Last month, the central bank of russia raised the benchmark interest rate by one percentage point, to 8. 5 per cent, the first since the russian-uu post-conflict emergency measures, and the central bank has been implying the need for further increases。
The rouble exchange rate has become a barometer for measuring the health of the russian economy. Since the beginning of the year, russia's trade surplus has declined sharply, and the west has contained the ability of the moscow side to make huge profits by exporting oil. Inflation was rising, and the russian government had to support the economy by borrowing its debt。
The collapse of the ruble shows that the financial anxiety of the russian economy is increasing. In most respects, western sanctions weakened the russian economy, but ultimately the country found a way to deal with western sanctions。
Looking forward to strong rubles

On monday, russian president vladimir putin’s economic adviser, maxim oleskin, published an article in tasmane, in which he said that russia wanted the rubles to be strengthened, that the rubles’ exchange rates were now seriously off the ground, and that normalization was expected soon。
Oleshkin accused that the main reason for the weakness of the rouble and the acceleration of inflation was the loose monetary policy of the russian central bank. “all the instruments available to the central bank of russia can quickly normalize the situation and ensure that interest rates on loans are reduced to sustainable levels.”
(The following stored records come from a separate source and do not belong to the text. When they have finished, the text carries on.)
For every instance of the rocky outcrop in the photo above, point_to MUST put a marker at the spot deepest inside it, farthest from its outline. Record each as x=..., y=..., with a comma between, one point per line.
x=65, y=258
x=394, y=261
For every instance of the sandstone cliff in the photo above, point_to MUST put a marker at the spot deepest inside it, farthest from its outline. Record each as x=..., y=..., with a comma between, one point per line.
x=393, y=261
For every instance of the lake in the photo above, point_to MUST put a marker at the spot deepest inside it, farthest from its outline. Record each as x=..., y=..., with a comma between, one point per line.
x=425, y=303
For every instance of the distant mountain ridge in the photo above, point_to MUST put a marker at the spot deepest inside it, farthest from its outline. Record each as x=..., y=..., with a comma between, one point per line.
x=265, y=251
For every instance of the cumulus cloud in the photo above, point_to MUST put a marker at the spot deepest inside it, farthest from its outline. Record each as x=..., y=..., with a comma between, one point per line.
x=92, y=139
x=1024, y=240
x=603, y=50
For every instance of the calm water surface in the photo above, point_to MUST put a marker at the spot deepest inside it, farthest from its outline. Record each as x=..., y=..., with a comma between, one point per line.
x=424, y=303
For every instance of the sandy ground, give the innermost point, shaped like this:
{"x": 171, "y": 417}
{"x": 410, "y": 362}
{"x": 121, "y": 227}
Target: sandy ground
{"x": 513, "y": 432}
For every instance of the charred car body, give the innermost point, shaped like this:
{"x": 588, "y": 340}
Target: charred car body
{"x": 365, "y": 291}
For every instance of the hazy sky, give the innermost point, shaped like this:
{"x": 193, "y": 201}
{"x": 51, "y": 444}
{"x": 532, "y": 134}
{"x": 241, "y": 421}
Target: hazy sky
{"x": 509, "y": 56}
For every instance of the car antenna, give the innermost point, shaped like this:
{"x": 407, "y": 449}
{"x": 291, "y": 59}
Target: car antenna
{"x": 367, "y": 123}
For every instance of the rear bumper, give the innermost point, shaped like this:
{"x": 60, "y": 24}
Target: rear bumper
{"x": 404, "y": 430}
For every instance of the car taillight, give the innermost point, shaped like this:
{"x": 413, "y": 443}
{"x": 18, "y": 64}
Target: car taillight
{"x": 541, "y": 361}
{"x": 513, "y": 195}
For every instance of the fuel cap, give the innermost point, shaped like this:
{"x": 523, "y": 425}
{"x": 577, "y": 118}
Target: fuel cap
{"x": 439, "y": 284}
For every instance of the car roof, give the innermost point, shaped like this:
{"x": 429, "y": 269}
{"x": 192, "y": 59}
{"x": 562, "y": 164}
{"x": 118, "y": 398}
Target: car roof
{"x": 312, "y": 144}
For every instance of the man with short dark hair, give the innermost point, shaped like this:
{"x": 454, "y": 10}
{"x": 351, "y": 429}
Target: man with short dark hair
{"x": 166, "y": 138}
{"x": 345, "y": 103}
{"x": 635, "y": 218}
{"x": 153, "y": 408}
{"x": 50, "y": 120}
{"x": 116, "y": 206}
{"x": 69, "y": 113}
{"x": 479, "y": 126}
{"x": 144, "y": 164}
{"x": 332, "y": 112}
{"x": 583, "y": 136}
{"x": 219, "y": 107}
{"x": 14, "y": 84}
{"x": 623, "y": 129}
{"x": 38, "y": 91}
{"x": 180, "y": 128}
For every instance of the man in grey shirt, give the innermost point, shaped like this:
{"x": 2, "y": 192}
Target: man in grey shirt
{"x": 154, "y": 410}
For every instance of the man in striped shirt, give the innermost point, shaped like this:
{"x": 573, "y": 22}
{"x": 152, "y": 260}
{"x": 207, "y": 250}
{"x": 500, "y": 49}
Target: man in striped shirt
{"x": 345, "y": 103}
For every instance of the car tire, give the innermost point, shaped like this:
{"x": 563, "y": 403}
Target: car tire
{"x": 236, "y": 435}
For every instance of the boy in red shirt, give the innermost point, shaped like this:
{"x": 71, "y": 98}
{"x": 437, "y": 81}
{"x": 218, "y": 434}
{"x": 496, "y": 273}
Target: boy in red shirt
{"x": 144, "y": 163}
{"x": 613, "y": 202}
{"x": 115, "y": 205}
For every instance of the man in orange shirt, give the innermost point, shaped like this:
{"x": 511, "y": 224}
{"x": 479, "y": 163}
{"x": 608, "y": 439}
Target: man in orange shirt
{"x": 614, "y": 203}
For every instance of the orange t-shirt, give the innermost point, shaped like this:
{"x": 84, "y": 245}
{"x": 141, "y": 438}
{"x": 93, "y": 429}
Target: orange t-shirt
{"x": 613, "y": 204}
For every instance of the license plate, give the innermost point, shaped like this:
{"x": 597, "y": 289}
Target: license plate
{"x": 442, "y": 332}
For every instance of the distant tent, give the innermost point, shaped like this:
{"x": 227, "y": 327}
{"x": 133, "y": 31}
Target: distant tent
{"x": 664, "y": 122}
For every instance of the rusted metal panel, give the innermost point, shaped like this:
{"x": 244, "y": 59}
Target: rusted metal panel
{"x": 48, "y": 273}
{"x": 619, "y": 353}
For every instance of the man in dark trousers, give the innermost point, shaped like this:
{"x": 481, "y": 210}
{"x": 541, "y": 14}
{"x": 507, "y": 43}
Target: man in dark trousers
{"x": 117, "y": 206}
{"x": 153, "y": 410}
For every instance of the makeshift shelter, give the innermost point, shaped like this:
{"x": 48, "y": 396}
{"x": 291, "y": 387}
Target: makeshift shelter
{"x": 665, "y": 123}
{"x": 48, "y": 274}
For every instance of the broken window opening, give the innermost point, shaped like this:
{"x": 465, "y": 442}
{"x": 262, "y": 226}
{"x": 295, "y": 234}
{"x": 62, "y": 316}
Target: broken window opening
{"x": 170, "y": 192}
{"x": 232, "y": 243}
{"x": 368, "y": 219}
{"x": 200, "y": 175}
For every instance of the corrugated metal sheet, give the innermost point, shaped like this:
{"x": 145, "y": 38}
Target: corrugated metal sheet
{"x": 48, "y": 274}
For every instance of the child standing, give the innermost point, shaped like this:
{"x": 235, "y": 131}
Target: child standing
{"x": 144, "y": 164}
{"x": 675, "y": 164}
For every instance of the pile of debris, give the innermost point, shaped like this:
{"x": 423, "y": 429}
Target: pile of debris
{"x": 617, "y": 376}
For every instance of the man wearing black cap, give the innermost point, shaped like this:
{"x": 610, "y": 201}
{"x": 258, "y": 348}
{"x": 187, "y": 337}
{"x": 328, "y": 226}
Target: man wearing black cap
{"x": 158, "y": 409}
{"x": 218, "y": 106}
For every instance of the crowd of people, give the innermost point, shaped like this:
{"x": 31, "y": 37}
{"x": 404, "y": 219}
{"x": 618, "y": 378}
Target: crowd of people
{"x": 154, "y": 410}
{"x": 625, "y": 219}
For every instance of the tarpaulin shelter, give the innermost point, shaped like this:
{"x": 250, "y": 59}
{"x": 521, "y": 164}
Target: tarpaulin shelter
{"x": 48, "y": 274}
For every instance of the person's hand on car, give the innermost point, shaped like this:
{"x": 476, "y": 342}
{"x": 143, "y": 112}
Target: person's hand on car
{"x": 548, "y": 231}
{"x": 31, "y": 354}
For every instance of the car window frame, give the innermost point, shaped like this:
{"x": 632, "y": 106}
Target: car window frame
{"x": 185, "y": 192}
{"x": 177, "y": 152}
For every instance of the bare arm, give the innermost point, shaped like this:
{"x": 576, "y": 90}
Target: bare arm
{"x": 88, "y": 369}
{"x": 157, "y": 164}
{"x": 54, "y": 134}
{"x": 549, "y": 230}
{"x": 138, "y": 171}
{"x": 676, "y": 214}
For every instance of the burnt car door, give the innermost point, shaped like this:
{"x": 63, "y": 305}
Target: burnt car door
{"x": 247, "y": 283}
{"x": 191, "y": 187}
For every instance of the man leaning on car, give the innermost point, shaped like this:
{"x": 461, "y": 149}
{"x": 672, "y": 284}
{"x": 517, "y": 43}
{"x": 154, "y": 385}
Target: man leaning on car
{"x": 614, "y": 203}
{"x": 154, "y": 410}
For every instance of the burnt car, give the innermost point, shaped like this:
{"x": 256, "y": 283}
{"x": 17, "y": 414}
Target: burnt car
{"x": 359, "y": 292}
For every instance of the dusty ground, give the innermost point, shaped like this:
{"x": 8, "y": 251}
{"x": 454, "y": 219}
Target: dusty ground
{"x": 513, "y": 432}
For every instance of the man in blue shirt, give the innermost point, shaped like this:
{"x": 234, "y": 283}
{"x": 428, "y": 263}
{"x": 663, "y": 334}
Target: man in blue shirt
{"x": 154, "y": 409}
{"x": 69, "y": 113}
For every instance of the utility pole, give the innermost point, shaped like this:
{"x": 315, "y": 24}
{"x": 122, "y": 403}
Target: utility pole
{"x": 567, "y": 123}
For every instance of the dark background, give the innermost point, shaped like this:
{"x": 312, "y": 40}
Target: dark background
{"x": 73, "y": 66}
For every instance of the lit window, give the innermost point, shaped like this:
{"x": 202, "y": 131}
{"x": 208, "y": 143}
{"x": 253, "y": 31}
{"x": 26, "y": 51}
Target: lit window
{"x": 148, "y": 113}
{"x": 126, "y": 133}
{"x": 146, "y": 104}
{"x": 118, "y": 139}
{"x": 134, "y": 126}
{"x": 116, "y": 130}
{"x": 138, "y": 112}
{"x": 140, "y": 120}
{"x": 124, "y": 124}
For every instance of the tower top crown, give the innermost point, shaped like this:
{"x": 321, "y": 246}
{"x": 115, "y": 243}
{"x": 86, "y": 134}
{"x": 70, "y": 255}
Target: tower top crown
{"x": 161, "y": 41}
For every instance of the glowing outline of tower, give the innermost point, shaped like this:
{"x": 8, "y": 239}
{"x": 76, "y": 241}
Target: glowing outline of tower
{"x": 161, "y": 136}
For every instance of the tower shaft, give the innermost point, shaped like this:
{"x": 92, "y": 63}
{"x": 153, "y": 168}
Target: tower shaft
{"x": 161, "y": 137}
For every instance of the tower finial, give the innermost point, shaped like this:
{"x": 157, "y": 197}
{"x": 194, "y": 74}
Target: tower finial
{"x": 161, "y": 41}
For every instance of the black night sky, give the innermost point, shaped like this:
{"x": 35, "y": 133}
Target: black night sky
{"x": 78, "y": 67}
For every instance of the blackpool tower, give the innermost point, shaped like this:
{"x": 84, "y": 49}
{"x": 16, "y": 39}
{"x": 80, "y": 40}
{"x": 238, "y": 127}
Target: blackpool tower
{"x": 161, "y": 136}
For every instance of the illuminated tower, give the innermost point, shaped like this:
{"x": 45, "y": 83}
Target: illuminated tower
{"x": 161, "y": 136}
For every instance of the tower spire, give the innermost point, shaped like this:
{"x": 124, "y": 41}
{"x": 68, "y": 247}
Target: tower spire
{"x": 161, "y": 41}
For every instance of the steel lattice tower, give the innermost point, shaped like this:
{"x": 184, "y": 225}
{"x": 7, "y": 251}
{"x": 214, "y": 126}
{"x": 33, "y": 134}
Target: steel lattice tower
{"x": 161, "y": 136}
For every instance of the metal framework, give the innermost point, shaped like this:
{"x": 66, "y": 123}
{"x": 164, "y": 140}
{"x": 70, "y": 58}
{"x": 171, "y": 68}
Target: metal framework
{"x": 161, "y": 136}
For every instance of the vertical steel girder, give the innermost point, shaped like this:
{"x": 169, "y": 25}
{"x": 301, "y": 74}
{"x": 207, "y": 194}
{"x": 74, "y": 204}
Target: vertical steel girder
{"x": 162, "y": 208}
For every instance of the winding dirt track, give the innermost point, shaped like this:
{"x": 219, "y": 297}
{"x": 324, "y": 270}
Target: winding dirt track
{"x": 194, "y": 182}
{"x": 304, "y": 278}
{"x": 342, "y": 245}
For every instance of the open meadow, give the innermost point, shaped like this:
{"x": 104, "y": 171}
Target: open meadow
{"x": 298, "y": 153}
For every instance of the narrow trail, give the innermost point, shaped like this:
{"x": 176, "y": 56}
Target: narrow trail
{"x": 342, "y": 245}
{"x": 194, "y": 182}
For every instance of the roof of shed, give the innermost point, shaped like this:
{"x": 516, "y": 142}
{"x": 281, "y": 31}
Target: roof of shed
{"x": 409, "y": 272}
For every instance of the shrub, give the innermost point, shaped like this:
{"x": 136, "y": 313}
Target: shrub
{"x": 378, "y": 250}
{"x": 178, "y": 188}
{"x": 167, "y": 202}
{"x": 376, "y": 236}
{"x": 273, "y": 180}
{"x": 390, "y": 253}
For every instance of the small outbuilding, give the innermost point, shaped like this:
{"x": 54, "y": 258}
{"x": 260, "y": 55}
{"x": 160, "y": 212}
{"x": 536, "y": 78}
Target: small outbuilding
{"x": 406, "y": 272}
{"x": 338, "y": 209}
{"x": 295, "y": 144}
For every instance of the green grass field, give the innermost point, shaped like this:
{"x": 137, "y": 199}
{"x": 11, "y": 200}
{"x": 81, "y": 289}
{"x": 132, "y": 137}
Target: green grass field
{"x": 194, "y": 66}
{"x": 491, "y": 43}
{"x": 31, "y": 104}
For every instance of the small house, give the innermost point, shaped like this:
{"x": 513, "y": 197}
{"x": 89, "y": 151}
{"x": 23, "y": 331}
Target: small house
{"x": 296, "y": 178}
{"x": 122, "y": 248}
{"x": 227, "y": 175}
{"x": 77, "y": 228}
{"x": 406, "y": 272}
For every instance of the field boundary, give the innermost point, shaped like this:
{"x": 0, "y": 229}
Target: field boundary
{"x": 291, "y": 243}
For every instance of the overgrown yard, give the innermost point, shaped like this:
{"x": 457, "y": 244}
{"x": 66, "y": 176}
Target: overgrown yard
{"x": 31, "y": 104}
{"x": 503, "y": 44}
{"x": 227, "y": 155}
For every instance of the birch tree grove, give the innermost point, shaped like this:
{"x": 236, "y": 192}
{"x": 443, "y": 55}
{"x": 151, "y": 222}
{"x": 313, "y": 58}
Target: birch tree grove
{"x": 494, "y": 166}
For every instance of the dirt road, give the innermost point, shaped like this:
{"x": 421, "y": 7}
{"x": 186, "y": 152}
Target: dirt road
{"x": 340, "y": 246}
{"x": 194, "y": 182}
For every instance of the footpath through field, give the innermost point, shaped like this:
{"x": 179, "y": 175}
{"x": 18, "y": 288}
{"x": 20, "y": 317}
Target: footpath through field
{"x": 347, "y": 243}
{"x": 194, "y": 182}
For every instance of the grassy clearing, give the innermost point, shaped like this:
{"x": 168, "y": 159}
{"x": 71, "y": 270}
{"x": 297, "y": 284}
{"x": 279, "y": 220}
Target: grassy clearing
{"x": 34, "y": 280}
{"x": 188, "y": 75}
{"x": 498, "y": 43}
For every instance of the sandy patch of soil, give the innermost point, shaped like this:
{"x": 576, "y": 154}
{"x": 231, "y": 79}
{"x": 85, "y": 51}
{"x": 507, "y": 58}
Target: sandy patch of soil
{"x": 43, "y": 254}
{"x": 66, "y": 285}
On monday, senior russian parliamentarian andrei klishas stated that the central bank needed to understand that “exchange rates are not only an economic indicator” but also “have a significant impact on the social rights of our citizens”。
For its part, the president of the russian central bank, nabiurina, had previously stated that the deterioration of foreign trade was the main reason for the weakening of the ruble. On monday, the central bank of russia reiterated its belief that the performance of the ruble would not pose any threat to financial stability, taking into account the possibility of raising interest rates at the forthcoming meeting. That means that tomorrow's emergency interest rate meeting is likely to raise the benchmark rate further。
Moreover, in order to reverse the fall in the ruble, the central bank of russia announced last wednesday that, in order to reduce the volatility of financial markets, it had decided to stop buying foreign exchange in the domestic market from august 10 to the end of the year。

The analyst indicated that in order to stabilize the ruble exchange rate, we estimate that the policy rate needs to be raised to nearly 10 per cent and that federal budget expenditure must remain within the fiscal ceiling. The ruble may have benefited from higher crude oil prices, but russia's domestic monetary policy will remain a more reliable anchorage for the ruble。
According to chase morgan, the suspension of foreign exchange purchases “failed to stabilize the rubles”. Chase morgan currently expects the central bank of russia to raise the benchmark interest rate from the previous 9 per cent to 10 per cent by the end of the year。